Der 1. FC Magdeburg gibt derzeit kein gutes Bild ab. Sportlich kann es nach acht Spieltagen als Tabellenletzter nicht mehr weiter nach unten gehen. Dennoch hielt der Klub nach dem 0:4 gegen die SV Elversberg zunächst noch an Trainer Markus Fiedler fest.

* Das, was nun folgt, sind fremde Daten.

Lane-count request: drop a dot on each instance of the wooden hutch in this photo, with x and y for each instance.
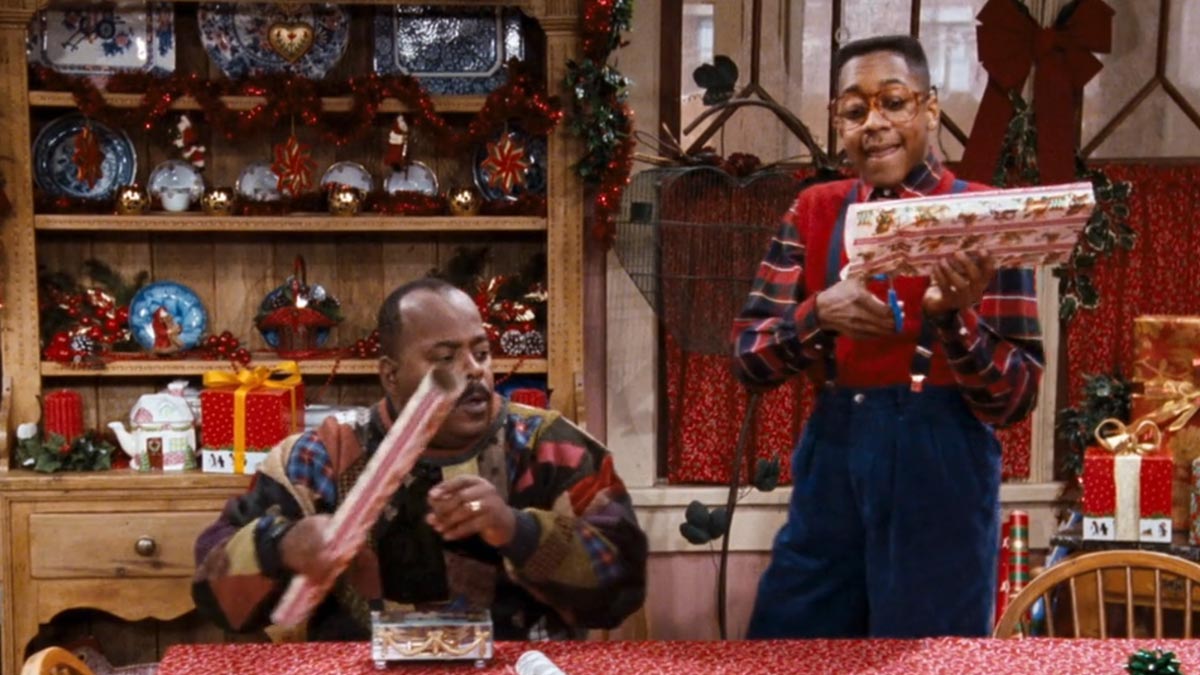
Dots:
(119, 541)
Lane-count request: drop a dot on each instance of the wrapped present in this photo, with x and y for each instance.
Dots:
(246, 413)
(1020, 227)
(1173, 405)
(1165, 350)
(1127, 484)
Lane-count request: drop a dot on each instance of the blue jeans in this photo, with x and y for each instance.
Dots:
(893, 526)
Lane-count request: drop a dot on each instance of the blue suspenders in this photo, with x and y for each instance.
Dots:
(922, 358)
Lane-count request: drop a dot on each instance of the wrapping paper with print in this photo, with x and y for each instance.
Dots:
(1020, 227)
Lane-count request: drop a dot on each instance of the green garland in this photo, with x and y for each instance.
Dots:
(47, 455)
(1107, 232)
(600, 112)
(1104, 396)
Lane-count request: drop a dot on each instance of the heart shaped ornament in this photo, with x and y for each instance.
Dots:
(291, 40)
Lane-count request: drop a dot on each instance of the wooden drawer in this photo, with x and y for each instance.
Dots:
(83, 545)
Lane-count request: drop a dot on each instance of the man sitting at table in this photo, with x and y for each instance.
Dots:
(511, 508)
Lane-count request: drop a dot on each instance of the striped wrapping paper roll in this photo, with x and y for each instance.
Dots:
(1019, 544)
(1002, 584)
(1194, 499)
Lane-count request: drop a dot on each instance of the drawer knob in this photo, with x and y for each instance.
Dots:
(145, 547)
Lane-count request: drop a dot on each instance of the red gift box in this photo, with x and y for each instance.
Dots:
(1127, 488)
(261, 405)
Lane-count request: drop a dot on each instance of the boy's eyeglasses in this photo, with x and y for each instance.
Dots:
(897, 103)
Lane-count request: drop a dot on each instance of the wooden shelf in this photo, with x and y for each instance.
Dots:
(293, 222)
(168, 368)
(328, 103)
(121, 481)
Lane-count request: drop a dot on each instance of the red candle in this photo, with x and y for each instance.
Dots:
(63, 413)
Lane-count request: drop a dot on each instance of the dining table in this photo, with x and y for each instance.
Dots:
(960, 656)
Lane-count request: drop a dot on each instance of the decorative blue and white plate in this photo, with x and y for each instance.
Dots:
(450, 49)
(510, 165)
(105, 41)
(54, 168)
(413, 177)
(263, 37)
(351, 174)
(181, 305)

Geschäftsführer Schork hatte sich sogar vor die Medien gestellt und erklärt, dass es mit Fiedler weitergehe. Es folgte im Test gegen Eintracht Braunschweig ein 0:6-Debakel. Doch anstatt direkt Konsequenzen zu ziehen, dauerte es erneut drei Tage, bis eine Entscheidung feststand. Und diesmal war Fiedler nicht mehr zu halten und es kam zur Entlassung. Da lag das Spiel gegen Elversberg schon sieben Tage zurück.

So drängt sich der Eindruck auf, dass hier wichtige Zeit verschenkt worden ist. Im Zuge dessen ist auch zunehmend die Personalie Schork auf den Tisch gekommen. Diese Diskussion möchte der Klub aber nun beenden und hat sich per Statement dazu geäußert.

"Weisen jegliche anderslautende Berichterstattung zurück"

"Während des gesamten Prozesses der Analyse und Verarbeitung des Spiels gegen Elversberg gab es einen Austausch zwischen Otmar Schork und Vertretern aus den Gremien, sowohl aus dem Präsidium und dem Aufsichtsrat", heißt es auf der Website des Vereins in der Stellungnahme vom Präsidium und des Aufsichtsrates. "Wir nehmen keinen Eingriff in das operative Feld der Geschäftsführung vor. Die Gremien sprechen Otmar Schork ihr Vertrauen aus, rufen ausdrücklich zur Geschlossenheit auf und weisen entschieden jegliche anderslautende Berichterstattung zurück."

Zunächst soll Petrik Sander im Gespann mit Pascal Ibold als Interimslösung das Team in Darmstadt betreuen.

Derweil werden immer neue Trainer-Kandidaten ins Spiel gebracht, unter anderem Torsten Ziegner, Dimitrios Grammozis, Daniel Thioune oder auch André Breitenreiter.